With “friends” like these, who needs enemies? Well, we may not need them, but we’ve got them. And as current events in Egypt should make clear, there is every chance that someday - perhaps soon - we could wake up and find that the world’s oil is under new management, even less concerned with our well-being than the gang in charge today.
The Saudi monarchs enjoy looting Western industrial society. There are many among their subjects who would prefer to destroy it. What happens if they take over?
This is a fundamental threat to America, the world economy and the entire modern way of life. We need to take action to protect ourselves from it now, before it is too late.
Our potentially ruinous vulnerability arises from the fact that our vehicles all depend upon oil, a fuel whose price and availability depend critically upon the whims and actions of the various factions in the Middle Eastern madhouse. The only way to remove this vulnerability is to have cars that do not depend exclusively on this fuel.
Fortunately, the technology to solve this problem is available. Flex-fuel vehicles can be made, at an incremental cost of only about $100 per car, that can run equally well on gasoline, ethanol or methanol, in any combination, thereby giving the consumer complete fuel choice.

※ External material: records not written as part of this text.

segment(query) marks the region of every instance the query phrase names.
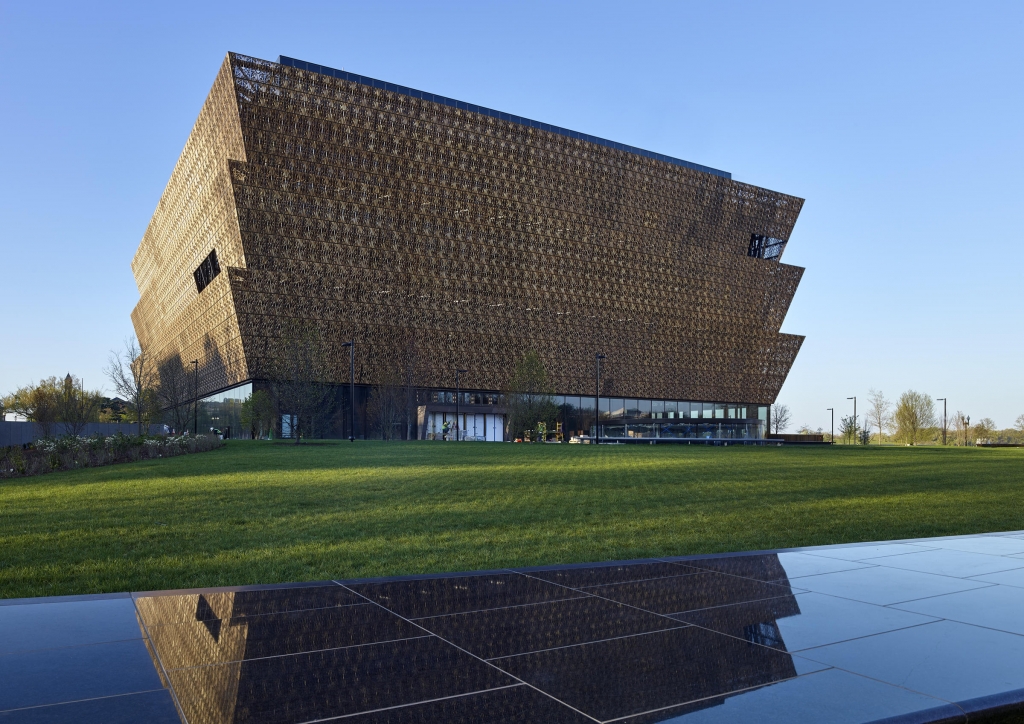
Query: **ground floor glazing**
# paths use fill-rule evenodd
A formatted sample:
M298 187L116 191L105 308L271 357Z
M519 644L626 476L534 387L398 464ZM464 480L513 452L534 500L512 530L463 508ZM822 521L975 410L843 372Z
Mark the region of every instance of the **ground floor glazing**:
M255 386L255 387L254 387ZM313 437L357 439L382 437L367 402L372 388L355 387L355 428L349 402L349 386L336 385L330 398L330 410L324 410L319 424L313 427ZM233 438L253 437L253 426L243 414L243 404L255 389L272 395L270 386L262 382L247 382L229 390L201 398L197 405L189 404L188 429L199 432L219 432ZM729 402L703 402L689 400L658 400L628 397L552 395L556 409L554 424L548 426L548 437L569 442L573 438L589 441L595 437L595 422L600 423L602 440L636 442L639 440L664 441L743 441L763 440L768 430L768 406ZM508 439L505 426L505 399L500 392L463 390L416 390L411 401L415 403L392 431L392 438L420 440L462 440L500 442ZM456 402L458 413L456 413ZM595 409L598 410L595 420ZM292 415L279 410L271 437L290 437ZM308 426L305 429L310 429Z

Ethanol already has replaced 7 percent of our gasoline, and having a flex-fuel auto fleet would enable it to do more. However, the real key here is the ability to use methanol, which can be made in nearly unlimited quantities from natural gas, coal, biomass or recycled urban trash - resources in plentiful supply both here and worldwide. Methanol can be produced for as little as 50 cents per gallon, and its current global spot price is $1.28 per gallon without any subsidy, equivalent in energy terms to gasoline at $2.33 per gallon.
Were Congress to pass a law requiring that all new cars sold in the United States be fully flex-fueled, that would change not merely the American auto fleet, but the global auto fleet, as foreign carmakers would be compelled to switch over their lines to meet the standard. Gasoline then would be forced to compete at the pump against both ethanol and methanol made from any number of possible sources all over the world, thereby putting a permanent competitive constraint on the price of petroleum at about the $50-per-barrel level. This would protect us from both the greed of our “friends” and the malice of our enemies.
In the last Congress, a bipartisan bill that incorporated such a provision, known as the Open Fuel Standards Act, was introduced into both the House and the Senate. As a critical national security measure, it needs to be introduced again and this time brought to a vote and passed.
The time to fix the roof is when it is not raining. It’s just drizzling now, but we can see the storm clouds, and time could be running out.
Robert Zubrin is an astronautical engineer, a fellow at the Center for Security Policy and the author of “Energy Victory: Winning the War on Terror by Breaking Free of Oil” (Prometheus Books, 2007).